Celltrion Group announced the European Medicines Agency’s (EMA) Committee for Medicinal Products for Human Use (CHMP) has issued a positive scientific opinion for the company’s anti-COVID-19 monoclonal antibody treatment candidate, regdanvimab (CT-P59).

The CHMP recommends that regdanvimab can be considered a treatment option for patients at high risk of progressing to severe COVID-19, based on a reasonable likelihood that the medicine may provide clinical benefit, and a low likelihood of harm.Under Article 5 (3) of Regulation 726/2004, the CHMP’s scientific opinion provides a harmonised EU- level opinion on the efficacy, quality and safety of antibodies. The scientific opinion can be considered by EU member states when making decisions on the possible use of monoclonal antibody therapies at a national level prior to a marketing authorisation.
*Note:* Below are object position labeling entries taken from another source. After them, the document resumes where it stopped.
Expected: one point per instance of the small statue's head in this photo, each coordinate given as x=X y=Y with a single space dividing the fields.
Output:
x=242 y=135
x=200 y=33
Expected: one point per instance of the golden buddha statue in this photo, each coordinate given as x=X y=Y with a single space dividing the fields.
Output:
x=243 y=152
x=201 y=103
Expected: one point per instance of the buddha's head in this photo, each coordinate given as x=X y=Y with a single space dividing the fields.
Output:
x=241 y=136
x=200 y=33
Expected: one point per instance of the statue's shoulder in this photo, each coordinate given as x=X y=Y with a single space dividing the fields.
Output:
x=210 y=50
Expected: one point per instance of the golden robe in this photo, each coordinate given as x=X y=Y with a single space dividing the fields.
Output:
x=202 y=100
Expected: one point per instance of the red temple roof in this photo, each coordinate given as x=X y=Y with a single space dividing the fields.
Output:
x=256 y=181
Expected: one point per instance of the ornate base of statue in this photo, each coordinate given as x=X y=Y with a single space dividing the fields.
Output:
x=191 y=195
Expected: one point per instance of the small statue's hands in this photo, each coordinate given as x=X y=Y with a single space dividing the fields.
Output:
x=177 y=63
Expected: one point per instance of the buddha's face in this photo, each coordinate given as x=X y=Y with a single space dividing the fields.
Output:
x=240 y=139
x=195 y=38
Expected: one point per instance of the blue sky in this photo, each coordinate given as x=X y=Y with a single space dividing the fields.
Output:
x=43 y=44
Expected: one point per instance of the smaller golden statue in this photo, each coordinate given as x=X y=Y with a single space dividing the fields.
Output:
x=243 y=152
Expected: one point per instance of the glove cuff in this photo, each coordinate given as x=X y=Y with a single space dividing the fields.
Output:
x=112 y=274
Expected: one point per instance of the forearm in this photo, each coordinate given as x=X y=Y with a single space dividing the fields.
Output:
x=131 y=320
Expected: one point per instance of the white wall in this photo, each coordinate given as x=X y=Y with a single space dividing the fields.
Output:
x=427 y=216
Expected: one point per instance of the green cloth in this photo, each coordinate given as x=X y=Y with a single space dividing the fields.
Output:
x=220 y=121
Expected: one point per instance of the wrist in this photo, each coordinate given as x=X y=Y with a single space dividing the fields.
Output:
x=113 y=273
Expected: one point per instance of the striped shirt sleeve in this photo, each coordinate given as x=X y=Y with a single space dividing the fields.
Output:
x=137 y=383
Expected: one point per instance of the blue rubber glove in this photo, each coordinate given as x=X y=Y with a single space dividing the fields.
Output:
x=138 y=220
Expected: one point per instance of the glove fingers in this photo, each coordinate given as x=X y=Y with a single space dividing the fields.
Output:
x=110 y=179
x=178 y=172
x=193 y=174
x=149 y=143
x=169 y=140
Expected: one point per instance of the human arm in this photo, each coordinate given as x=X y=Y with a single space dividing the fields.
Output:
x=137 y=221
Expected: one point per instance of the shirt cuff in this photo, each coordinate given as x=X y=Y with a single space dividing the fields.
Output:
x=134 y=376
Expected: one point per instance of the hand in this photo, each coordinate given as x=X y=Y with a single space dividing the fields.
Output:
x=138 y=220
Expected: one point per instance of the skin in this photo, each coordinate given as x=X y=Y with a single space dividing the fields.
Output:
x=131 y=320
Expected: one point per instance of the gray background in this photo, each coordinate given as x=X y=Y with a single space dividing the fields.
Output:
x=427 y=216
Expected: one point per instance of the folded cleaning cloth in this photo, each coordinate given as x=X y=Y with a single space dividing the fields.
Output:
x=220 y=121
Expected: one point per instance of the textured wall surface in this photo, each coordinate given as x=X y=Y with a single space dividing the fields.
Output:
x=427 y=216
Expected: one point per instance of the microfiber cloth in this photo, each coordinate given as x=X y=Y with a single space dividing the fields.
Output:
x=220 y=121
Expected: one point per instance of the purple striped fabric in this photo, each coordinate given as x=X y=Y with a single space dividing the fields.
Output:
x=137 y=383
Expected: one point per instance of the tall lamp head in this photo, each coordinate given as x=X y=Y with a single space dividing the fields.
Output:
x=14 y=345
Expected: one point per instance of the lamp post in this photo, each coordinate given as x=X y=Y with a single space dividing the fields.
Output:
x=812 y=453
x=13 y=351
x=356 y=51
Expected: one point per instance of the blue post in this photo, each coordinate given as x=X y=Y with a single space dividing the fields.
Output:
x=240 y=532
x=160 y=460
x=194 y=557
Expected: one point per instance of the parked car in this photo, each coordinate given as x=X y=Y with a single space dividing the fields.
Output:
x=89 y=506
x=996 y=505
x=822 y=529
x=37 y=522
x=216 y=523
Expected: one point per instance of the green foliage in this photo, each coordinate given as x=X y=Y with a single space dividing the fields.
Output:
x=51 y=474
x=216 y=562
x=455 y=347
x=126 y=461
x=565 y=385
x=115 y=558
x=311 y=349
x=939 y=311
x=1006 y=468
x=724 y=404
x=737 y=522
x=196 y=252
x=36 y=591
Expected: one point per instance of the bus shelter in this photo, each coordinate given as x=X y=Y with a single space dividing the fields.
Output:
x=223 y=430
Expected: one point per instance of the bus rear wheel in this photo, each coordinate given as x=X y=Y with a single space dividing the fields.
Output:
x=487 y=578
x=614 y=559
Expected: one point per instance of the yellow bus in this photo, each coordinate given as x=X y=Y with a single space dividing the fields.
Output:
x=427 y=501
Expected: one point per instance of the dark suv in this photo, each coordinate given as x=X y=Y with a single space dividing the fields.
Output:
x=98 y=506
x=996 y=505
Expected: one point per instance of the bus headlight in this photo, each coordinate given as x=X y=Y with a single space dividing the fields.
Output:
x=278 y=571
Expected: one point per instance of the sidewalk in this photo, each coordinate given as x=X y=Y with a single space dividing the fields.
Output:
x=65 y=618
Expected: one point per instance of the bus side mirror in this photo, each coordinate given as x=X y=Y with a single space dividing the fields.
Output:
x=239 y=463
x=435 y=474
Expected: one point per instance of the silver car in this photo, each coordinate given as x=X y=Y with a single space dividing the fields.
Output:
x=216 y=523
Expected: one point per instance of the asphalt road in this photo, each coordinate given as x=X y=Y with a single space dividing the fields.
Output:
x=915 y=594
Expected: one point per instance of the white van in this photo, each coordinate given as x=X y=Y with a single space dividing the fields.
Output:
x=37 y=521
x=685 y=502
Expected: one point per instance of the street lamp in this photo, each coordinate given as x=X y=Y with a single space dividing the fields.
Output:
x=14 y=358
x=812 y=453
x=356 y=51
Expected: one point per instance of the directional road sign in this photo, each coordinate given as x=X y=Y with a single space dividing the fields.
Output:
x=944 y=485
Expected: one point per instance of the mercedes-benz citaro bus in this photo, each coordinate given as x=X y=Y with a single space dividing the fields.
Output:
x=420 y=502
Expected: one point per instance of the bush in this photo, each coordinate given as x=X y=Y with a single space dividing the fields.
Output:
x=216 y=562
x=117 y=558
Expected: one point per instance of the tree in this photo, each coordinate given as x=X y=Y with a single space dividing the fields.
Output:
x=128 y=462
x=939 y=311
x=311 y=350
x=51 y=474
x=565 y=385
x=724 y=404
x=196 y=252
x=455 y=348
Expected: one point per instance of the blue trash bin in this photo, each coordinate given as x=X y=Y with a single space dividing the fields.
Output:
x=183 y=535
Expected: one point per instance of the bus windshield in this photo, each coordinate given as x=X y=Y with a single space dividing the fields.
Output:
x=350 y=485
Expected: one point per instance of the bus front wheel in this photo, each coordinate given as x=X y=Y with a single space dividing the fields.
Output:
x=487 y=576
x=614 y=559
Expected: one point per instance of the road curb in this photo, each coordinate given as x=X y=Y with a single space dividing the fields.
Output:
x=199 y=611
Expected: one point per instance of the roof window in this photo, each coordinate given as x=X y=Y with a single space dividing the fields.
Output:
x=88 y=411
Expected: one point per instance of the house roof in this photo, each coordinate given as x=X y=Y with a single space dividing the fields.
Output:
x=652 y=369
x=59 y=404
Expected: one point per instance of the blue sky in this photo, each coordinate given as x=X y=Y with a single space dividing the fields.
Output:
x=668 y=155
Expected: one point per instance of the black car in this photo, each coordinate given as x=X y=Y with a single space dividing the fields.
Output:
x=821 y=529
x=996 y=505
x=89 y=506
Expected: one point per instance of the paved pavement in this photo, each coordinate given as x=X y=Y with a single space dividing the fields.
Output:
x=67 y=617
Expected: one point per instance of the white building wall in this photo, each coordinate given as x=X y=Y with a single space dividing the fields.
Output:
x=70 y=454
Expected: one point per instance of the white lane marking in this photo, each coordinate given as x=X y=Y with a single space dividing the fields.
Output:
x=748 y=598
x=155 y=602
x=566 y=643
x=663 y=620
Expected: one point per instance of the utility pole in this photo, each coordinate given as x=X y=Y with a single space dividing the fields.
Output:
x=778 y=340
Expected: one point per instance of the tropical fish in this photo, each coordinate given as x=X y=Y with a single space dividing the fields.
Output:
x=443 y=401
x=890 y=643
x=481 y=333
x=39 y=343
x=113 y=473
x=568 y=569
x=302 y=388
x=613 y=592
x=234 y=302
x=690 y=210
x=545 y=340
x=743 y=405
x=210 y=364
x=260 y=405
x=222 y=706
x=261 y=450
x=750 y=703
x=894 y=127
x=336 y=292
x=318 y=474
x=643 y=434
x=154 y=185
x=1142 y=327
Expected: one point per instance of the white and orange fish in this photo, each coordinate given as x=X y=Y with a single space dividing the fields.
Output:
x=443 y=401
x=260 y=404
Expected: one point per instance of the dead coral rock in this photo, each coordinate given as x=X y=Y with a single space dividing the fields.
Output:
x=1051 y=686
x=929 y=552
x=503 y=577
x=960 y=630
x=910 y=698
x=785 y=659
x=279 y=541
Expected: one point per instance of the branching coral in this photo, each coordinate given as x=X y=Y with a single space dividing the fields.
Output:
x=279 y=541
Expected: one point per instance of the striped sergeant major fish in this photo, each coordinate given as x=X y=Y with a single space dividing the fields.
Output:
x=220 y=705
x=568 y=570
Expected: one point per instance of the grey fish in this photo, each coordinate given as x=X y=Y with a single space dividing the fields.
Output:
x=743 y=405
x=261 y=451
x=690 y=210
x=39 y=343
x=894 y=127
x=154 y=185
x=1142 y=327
The EMA has also initiated a rolling review of regdanvimab based on data from animal studies (non- clinical data) and clinical trials, in addition to data on the quality of the medicine. The EMA uses its rolling review process to accelerate the assessment of a promising medicine during a public health emergency and once finalised it will provide the basis of an EU marketing authorisation for the monoclonal antibody treatment.